Еще другой наш воспитатель был француз, [3] ужасно сухой и холодный на вид, с неприятно выбритым пергаментым лицом и высоко закрученным наперед вверх хохлом (на манер Аполлона Бельведерского, как тогда носили многие, в том числе и знаменитый живописец Брюллов); челюсти у него были как у акулы, глаза маленькие, ходил он сутуловато, вывертывая ноги и помахивая длинными фалдами вицмундира. Я таких французов видел только на французском театре, когда представляют какого-нибудь школьного учителя, педанта; должно быть, кроме этих, нет более во Франции подобных субъектов. И все-таки наш француз был педантом лишь слегка и вне классов, где нас мучил напечатанными, для сбыта нам за деньги, своими таблицами: «homonymes franèais» т. е. примерами, из которых мы узнавали, что хотя «chérubin» и «coquin» одинаково кончаются на «in», но обозначают совершенно различную деятельность. Впрочем, несмотря на свое сухое ковырянье во французском языке, он был довольно весел и любезен.
Еще один воспитатель был немец, [4] пожилой и белокурый, с квадратной головой и подслеповатыми глазами, тускло глядевшими из-за золотых очков, до того любитель физики, что не только преподавал ее в маленьких классах, но даже большую часть жалованья употреблял на покупку физических инструментов, которыми и застановил всю свою квартиру. Он был в восхищении, когда мы допрашивали его о физических опытах, и иной раз звал многих из нас к себе на квартиру, чтоб еще поделать тех опытов, что не все поспел докончить во время класса. Мы смеялись над тем, как он немножко гнусил и вяло тянул слова, все равно и на лекции, и в разговоре, и во время команды, а все-таки любили его, как очень справедливого, доброго и милого господина.
Потом еще одним из воспитателей в первое время был [5] отставной офицер путей сообщения, из поляков и католик, значит, в тогдашнее время преследований, человек совершенно бесцветный и незначительный. Он у нас недолго оставался и никакой особенно худой памяти по себе не оставил, кроме того, что громко хрюкал носом и горлом, когда с какой-то особенной аффектацией командовал: «Нале-во, и вместе с эстим марш!» Он находил, что это ужасно остроумно и забавно, но мы были с ним согласны только наполовину.
Были еще у нас, между «воспитятелями»; один немец, [6] маленький живой и очень подвижный, преподаватель немецкой грамматики и примеров в стихах, человек недурной и довольно приятный; француз, [7] человек старый и трусливый, но живой как француз, хотя у нас и уверяли, что он из отставных солдат наполеоновской армии.

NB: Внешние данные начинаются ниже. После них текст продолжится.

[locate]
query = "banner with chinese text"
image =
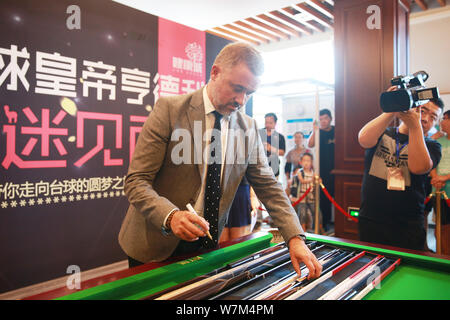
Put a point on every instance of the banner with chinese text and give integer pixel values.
(77, 81)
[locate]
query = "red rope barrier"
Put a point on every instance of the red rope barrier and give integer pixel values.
(336, 205)
(427, 199)
(302, 197)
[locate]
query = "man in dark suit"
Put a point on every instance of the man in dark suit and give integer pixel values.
(186, 140)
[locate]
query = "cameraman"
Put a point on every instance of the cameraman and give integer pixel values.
(397, 162)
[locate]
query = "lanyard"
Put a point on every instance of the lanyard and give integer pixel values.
(398, 147)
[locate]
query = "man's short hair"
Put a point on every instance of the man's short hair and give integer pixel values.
(307, 154)
(273, 115)
(325, 111)
(438, 102)
(447, 113)
(235, 53)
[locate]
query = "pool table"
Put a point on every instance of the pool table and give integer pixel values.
(420, 275)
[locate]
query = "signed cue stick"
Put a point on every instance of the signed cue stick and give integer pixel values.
(229, 266)
(302, 286)
(294, 281)
(326, 276)
(248, 282)
(228, 273)
(345, 285)
(288, 279)
(355, 295)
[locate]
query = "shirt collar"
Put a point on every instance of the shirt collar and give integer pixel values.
(209, 107)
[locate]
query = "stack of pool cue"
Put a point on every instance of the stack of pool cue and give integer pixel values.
(269, 275)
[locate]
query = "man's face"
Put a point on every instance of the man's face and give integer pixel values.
(230, 88)
(429, 116)
(324, 121)
(306, 162)
(445, 124)
(269, 123)
(298, 139)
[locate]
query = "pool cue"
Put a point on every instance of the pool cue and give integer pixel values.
(365, 281)
(438, 222)
(292, 274)
(191, 209)
(375, 282)
(282, 287)
(286, 280)
(326, 276)
(342, 287)
(301, 285)
(229, 266)
(328, 264)
(258, 275)
(232, 272)
(250, 280)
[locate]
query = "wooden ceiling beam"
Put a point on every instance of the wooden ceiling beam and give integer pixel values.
(256, 30)
(246, 32)
(279, 25)
(292, 22)
(291, 12)
(236, 35)
(422, 4)
(320, 6)
(267, 27)
(315, 14)
(221, 35)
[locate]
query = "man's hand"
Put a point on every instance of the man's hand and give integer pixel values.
(411, 118)
(300, 252)
(188, 226)
(439, 182)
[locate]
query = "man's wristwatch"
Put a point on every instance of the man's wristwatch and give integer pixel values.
(300, 236)
(166, 228)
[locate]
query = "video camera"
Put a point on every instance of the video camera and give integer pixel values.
(412, 93)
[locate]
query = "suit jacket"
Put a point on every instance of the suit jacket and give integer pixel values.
(157, 182)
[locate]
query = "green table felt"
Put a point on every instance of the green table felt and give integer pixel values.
(144, 284)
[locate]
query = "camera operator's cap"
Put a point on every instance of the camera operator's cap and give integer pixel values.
(394, 101)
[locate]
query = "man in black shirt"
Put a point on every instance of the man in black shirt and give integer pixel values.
(273, 141)
(326, 149)
(397, 163)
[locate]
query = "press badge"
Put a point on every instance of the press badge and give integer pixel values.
(395, 179)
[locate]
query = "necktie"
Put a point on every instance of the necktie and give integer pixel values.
(212, 190)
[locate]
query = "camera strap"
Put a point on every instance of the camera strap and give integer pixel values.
(398, 147)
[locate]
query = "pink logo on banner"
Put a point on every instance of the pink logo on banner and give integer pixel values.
(181, 58)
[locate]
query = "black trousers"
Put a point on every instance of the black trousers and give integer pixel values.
(408, 235)
(183, 248)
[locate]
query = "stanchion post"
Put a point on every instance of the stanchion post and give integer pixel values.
(316, 204)
(438, 222)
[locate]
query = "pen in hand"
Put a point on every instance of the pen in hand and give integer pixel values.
(191, 209)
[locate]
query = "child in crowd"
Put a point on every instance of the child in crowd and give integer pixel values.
(301, 182)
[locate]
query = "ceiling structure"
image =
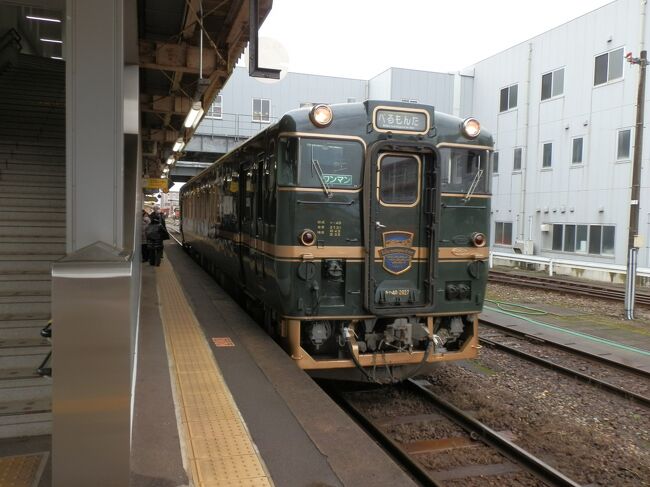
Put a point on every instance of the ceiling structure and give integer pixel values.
(187, 51)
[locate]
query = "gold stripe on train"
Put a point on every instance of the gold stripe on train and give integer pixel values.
(463, 253)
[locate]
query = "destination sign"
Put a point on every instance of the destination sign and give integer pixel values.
(399, 120)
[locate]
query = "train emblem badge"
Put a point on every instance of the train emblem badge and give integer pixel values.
(397, 254)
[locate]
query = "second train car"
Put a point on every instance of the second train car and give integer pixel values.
(360, 230)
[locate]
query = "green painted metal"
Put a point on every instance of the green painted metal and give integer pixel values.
(244, 215)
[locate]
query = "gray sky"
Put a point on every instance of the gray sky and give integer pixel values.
(362, 38)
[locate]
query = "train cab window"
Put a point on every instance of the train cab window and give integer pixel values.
(399, 179)
(464, 171)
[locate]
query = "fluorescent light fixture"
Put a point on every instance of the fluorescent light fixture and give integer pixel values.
(178, 145)
(44, 19)
(194, 115)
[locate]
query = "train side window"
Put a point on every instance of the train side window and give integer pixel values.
(288, 161)
(335, 163)
(399, 180)
(462, 169)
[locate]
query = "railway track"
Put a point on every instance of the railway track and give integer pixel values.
(573, 287)
(570, 371)
(567, 348)
(514, 459)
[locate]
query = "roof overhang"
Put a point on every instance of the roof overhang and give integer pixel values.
(177, 69)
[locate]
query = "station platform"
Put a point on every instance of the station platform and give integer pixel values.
(627, 347)
(218, 402)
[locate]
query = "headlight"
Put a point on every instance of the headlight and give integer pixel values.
(307, 237)
(479, 240)
(321, 115)
(471, 128)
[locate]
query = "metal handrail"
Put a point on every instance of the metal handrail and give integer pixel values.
(9, 40)
(10, 37)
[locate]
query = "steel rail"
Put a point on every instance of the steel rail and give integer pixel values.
(567, 348)
(531, 463)
(638, 398)
(412, 466)
(546, 283)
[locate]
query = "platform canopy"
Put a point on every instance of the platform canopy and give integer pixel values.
(172, 77)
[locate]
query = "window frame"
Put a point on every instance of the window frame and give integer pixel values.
(609, 80)
(582, 150)
(508, 97)
(514, 158)
(575, 230)
(418, 190)
(629, 145)
(550, 165)
(261, 120)
(503, 241)
(210, 113)
(552, 94)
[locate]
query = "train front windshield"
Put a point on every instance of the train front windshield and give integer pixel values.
(464, 171)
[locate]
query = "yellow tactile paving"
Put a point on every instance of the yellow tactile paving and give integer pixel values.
(22, 470)
(217, 443)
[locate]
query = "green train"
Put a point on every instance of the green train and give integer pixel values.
(358, 230)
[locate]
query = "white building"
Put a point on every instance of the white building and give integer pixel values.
(561, 107)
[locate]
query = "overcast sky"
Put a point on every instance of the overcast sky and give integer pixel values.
(362, 38)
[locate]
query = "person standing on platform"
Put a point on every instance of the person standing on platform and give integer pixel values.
(156, 234)
(144, 249)
(158, 213)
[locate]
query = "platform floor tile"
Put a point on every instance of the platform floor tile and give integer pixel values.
(218, 446)
(22, 470)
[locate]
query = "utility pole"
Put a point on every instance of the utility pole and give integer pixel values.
(633, 237)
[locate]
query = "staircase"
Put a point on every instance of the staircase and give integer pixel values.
(32, 234)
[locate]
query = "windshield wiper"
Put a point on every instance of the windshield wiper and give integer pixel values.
(472, 187)
(319, 172)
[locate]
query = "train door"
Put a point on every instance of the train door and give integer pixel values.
(252, 222)
(401, 229)
(248, 223)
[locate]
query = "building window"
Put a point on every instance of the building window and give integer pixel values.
(608, 67)
(623, 145)
(553, 84)
(576, 152)
(216, 109)
(261, 110)
(516, 165)
(547, 155)
(503, 233)
(508, 99)
(582, 239)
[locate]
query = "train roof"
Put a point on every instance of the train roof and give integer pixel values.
(445, 128)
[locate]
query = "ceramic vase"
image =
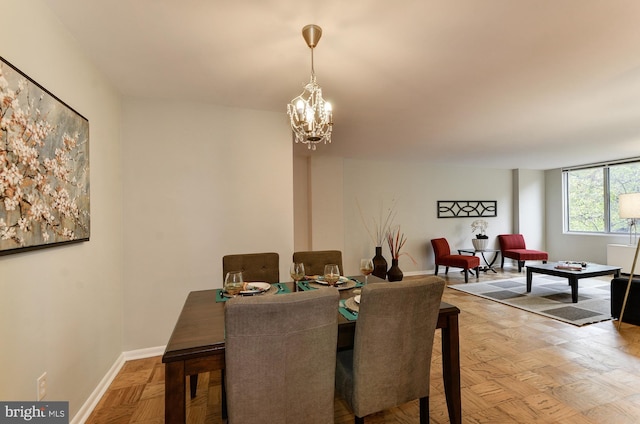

Наконец, когда открылись верхние классы, к нам поступили еще: один немец, Шнерринг, высокий и флегматик на вид, медленный и равнодушный, но в сущности человек с золотым сердцем и солидно по-немецки образованный, недавно только и сам из одного немецкого университета; другой — тяжелый, немножко меланхолический англичанин Бушман, любивший иногда похвастаться мастерской своей гимнастикой и боксерскими подвигами жилистого своего кулака. Эти два последние «воспитателя» были, наверное, лучше всех остальных, — превосходные, симпатичные люди, еще более всех остальных разговаривавшие с нами о книгах, литературе и даже искусстве. Многие из нас (в том числе и я) всего более обязаны именно им своим образованием. Эти два последние человека составляли решительное исключение между всеми другими и по действительной просвещенности своей, и даже по некоторому европеизму, насколько он возможен в человеке, выбранном в гувернеры казенного заведения. Зато они были недостаточны как «гувернеры» и каким чудом спасались от неприятных историй — я уже и не знаю. Разве потому только, что мы сами их очень любили и щадили.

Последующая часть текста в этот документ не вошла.